DD Contribution Workflow¶
- Browse Design Documents — find a DD matching your interest (neural modeling -> DD001, visualization -> DD014, etc.)
- Read the DD — understand the goal, deliverables, and quality criteria
- Read "How to Build & Test" section — copy-pasteable commands to get started
- Check for GitHub issues labeled
dd###(e.g.,dd005for DD005) - Claim an issue — comment: "I'll work on this, ETA: X days"
- Implement according to DD spec — Quality Criteria define acceptance
- Run tests:
docker compose run quick-test(per-PR),docker compose run validate(pre-merge) - Open PR referencing the DD and issue
- Mind-of-a-Worm pre-review — AI checks DD compliance automatically
- Human L3+ review — Final approval gate
Contributor Levels¶
See DD011 (Contributor Progression) for the L0 to L5 path:
| Level | Role | Can Do |
|---|---|---|
| L0 | Observer | Read DDs, watch meetings, join Slack |
| L1 | Apprentice | Doc fixes, test improvements (3 orientation tasks) |
| L2 | Junior Contributor | Open PRs to designated subsystems |
| L3 | Contributor | Review/merge L1-L2 PRs, GitHub commit access |
| L4 | Senior Contributor | Architectural decisions, write Design Documents |
| L5 | Founder / Steering | Set direction, approve DDs, resolve conflicts |
Licenses on repositories¶
In historical practice, OpenWorm members have chosen to use the MIT open source license for their repositories. The ultimate choice of license is up to the the authors of a given repository, but we would ask that all OpenWorm repository authors choose some open source license for your repository and display a LICENSE file in the root of the repository to make it clear how to use it.

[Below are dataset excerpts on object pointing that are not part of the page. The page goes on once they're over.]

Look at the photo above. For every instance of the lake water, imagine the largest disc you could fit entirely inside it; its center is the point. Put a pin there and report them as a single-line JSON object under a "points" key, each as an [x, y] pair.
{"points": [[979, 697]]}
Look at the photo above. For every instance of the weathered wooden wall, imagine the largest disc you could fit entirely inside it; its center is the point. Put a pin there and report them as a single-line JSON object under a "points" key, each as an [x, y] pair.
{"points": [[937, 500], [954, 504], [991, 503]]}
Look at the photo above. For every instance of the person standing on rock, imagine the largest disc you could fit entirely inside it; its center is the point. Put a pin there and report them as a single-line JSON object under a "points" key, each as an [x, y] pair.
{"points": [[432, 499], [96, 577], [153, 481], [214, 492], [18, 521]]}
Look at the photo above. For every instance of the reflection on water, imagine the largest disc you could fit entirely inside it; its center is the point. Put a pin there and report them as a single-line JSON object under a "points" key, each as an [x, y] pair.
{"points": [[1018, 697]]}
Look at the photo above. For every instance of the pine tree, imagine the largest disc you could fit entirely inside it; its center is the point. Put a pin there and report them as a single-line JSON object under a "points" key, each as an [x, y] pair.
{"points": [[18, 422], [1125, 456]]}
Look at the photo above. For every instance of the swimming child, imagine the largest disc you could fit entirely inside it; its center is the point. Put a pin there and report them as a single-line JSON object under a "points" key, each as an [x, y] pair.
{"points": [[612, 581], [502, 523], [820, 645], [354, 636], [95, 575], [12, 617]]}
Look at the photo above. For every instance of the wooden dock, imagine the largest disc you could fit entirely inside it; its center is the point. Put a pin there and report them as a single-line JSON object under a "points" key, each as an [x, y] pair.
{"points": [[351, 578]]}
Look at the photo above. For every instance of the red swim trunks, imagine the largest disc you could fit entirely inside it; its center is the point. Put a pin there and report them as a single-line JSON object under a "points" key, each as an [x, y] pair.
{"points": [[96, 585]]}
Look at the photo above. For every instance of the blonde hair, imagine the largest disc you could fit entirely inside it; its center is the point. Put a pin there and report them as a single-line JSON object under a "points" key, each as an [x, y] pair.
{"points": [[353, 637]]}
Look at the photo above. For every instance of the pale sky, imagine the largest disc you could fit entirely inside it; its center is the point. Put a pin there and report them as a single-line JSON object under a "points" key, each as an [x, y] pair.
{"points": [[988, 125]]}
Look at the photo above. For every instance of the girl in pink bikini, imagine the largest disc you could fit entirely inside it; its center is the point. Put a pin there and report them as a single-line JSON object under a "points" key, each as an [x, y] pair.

An example of using the MIT license for OpenWorm code follows:
The MIT License (MIT)
Copyright (c) 2014 OpenWorm
Permission is hereby granted, free of charge, to any person obtaining a copy of this software and associated documentation files (the "Software"), to deal in the Software without restriction, including without limitation the rights to use, copy, modify, merge, publish, distribute, sublicense, and/or sell copies of the Software, and to permit persons to whom the Software is furnished to do so, subject to the following conditions:
The above copyright notice and this permission notice shall be included in all copies or substantial portions of the Software.
THE SOFTWARE IS PROVIDED "AS IS", WITHOUT WARRANTY OF ANY KIND, EXPRESS OR IMPLIED, INCLUDING BUT NOT LIMITED TO THE WARRANTIES OF MERCHANTABILITY, FITNESS FOR A PARTICULAR PURPOSE AND NONINFRINGEMENT. IN NO EVENT SHALL THE AUTHORS OR COPYRIGHT HOLDERS BE LIABLE FOR ANY CLAIM, DAMAGES OR OTHER LIABILITY, WHETHER IN AN ACTION OF CONTRACT, TORT OR OTHERWISE, ARISING FROM, OUT OF OR IN CONNECTION WITH THE SOFTWARE OR THE USE OR OTHER DEALINGS IN THE SOFTWARE.